Thabo Mbeki - Early Life

Early Life

Born and raised in Mbewuleni, what is now the Eastern Cape province of South Africa, Mbeki is one of four children of Epainette and Govan Mbeki. His father was a stalwart of the African National Congress (ANC) and the South African Communist Party. He is a native Xhosa speaker. His parents were both teachers and activists in a rural area of ANC strength, and Mbeki describes himself as "born into the struggle"; a portrait of Karl Marx sat on the family mantelpiece, and a portrait of Mohandas Gandhi was on the wall.

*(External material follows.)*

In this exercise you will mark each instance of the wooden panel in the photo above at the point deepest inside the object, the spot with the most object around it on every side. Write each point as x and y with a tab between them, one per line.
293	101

Mbeki attended primary school in Idutywa and Butterworth and acquired a high school education at Lovedale, Alice. In 1959, he was expelled from school as a result of student strikes and forced to continue studies at home. In the same year, he sat for matriculation examinations at St. John's High School, Umtata. In the ensuing years, he completed British A-levels examinations and undertook an economics degree as an external student with the University of London. During this time, the ANC was banned and Mbeki was involved in underground activities in the Pretoria-Witwatersrand area. He was also involved in mobilising students in support of the ANC call for a stay at home to be held in protest of South Africa's becoming a republic.

In December 1961, Mbeki was elected secretary of the African Students' Association. In the following year, he left South Africa on instructions of the ANC.

Govan Mbeki had come to the rural Eastern Cape as a political activist after earning two university degrees; he urged his family to make the ANC their family, and of his children, Thabo Mbeki is the one who most clearly followed that instruction, joining the party at age 14 and devoting his life to it thereafter.